In the meantime, she is continuing to keep in touch with loved ones via video calls and messaging — and even her 87-year-old Nonna has learnt how to use Facetime.
“I often call my mum while I’m walking around the neighbourhood — with my mask on — so she can experience my outside time with me and we have cuppas together,” she said.
Ms Ingrilli is a singer and has been performing classical music from her balcony with her housemate every Sunday since April, including video streaming it for their interstate families.
“The singing has been instrumental in making the distance disappear,” she said.

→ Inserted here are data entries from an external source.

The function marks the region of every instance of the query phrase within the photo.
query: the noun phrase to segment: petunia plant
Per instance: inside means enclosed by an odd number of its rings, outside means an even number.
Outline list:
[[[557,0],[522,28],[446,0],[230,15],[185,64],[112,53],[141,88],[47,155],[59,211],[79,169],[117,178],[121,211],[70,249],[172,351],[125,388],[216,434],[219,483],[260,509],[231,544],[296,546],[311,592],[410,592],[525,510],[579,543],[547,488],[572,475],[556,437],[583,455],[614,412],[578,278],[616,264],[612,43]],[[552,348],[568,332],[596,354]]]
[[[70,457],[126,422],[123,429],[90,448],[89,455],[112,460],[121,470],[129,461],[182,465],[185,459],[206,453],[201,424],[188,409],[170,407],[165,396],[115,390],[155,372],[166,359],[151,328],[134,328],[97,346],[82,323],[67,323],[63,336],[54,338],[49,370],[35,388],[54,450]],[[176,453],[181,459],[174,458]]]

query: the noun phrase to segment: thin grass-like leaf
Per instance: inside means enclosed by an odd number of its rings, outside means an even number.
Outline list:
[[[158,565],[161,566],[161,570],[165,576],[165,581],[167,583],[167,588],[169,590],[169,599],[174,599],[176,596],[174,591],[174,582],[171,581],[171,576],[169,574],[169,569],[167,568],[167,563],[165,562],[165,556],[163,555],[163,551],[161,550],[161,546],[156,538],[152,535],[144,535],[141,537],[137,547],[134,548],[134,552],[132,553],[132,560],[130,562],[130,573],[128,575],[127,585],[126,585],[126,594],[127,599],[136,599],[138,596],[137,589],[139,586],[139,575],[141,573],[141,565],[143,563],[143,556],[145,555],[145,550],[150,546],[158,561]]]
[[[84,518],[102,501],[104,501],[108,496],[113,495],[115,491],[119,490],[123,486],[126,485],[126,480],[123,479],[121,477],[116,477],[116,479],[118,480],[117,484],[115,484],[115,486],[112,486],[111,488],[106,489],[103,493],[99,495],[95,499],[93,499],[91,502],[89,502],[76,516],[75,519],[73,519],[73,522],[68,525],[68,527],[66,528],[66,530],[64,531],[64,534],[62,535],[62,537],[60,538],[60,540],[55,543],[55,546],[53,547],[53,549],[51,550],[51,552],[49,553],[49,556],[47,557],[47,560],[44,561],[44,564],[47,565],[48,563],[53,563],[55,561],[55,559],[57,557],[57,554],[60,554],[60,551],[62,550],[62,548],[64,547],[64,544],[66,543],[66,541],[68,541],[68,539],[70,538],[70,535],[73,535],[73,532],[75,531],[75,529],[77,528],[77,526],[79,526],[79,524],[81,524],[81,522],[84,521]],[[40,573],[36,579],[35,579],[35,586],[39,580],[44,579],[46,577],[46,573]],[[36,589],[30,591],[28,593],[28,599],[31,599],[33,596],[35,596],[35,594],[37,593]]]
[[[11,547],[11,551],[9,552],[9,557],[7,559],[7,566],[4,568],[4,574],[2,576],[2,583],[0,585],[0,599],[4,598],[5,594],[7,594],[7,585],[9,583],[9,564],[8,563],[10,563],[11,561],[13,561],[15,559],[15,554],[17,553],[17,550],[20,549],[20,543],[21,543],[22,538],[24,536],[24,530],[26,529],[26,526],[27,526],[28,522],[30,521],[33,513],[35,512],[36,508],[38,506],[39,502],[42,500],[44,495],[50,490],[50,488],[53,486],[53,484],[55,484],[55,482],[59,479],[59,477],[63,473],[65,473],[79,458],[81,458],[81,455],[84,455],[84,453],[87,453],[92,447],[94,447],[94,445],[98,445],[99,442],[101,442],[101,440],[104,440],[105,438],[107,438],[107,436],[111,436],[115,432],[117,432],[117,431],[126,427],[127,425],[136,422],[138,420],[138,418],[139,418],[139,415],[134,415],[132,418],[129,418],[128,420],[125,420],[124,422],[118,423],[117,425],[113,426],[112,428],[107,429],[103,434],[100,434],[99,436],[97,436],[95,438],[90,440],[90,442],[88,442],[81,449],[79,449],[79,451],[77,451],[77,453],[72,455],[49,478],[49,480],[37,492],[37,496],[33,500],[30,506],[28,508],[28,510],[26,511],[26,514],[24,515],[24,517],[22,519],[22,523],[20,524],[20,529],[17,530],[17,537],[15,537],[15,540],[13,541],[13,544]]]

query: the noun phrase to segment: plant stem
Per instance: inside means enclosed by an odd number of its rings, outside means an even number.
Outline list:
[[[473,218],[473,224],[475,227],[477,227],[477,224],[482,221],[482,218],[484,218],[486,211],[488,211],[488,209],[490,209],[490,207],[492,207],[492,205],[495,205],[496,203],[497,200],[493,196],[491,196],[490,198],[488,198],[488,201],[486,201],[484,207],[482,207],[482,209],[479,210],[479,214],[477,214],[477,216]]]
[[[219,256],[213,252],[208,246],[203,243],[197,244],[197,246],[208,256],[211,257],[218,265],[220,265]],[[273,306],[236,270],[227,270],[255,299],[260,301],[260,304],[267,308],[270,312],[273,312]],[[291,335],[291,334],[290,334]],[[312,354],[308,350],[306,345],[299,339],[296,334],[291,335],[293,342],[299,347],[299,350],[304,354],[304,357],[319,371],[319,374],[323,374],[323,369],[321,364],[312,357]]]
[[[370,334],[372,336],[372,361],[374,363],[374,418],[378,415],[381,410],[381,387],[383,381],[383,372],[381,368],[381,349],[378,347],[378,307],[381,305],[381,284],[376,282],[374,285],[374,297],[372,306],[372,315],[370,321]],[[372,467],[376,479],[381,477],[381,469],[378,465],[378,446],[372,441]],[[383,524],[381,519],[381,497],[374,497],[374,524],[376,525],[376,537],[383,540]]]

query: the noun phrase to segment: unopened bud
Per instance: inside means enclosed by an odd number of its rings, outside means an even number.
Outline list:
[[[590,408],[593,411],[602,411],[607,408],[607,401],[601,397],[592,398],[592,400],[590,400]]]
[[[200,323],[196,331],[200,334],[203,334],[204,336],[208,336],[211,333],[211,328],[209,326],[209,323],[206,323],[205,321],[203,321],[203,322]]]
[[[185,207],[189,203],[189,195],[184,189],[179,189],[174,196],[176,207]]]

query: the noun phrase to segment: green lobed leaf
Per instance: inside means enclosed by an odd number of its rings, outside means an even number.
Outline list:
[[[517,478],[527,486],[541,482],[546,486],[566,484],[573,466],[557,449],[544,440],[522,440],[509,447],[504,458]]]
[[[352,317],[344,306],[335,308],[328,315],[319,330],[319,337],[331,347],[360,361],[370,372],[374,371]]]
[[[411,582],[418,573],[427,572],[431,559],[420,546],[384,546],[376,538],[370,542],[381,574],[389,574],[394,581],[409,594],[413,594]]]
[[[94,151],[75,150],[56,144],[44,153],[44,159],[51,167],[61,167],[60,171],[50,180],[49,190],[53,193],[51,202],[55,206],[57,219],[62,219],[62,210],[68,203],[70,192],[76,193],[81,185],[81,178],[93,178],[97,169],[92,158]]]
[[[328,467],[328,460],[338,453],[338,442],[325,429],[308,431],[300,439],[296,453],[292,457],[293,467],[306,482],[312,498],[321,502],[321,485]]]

Despite the difficulties of distance from her family, Ms Ingrilli said she backed Mr McGowan’s border rules.
“Overall, I think the Premier has done really well with the border rules – after all, WA’s biggest advantage is its distance and isolation,” she said.
“Although, there were moments where I wondered how I’d get to Perth if an emergency ever arose.
“I really felt for those people who lost family members and were unable to be there with them.”
Alessia Pintabona moved from Perth to Melbourne this year and has not seen her family in months. She says the Victorian lockdowns have been tough. Picture: Alessia Pintabona/Supplied via NCA NewsWire,Source:NCA NewsWire
Perth woman Alessia Pintabona moved to Melbourne early this year before COVID-19 really hit.
When WA’s border closure was announced, her housemate returned to Perth but Ms Pintabona decided to stay in their home alone.
“I only saw two people over two-and-a-half months,” she told NCA NewsWire.
Ms Pintabona keeps in touch with her family, including her young siblings, via video calls and says she is not keen to spend time in quarantine.
“After the second lockdown in Victoria, the idea of a second quarantine in Perth is a bit much,” she said.
The young singer said she would “eventually” come back to WA, but “would rather everyone in Perth is safe”.
She also said she wanted to see more of Melbourne, given most of her time in Victoria had been in lockdown.
Ms Pintabona has also thrown her support behind WA’s border policy.
“It’s obviously saved a lot of lives and allowed people to get back to a sense of normality, which we have not had over here in Melbourne,” she said.
“Having had a second wave experience here in Melbourne, I felt like people here took it harder the second time, so I do think a second time would be hard in Perth if it went around again.”
WA has not had any community transmission of COVID-19 in seven months, but the state government has warned the hard border will be reinstated if there is an outbreak.
The Australian Medical Association and Australian Nurses Federation claim WA is not prepared for an outbreak, saying the health system cannot cope.
Mr McGowan says the commentary is scaremongering.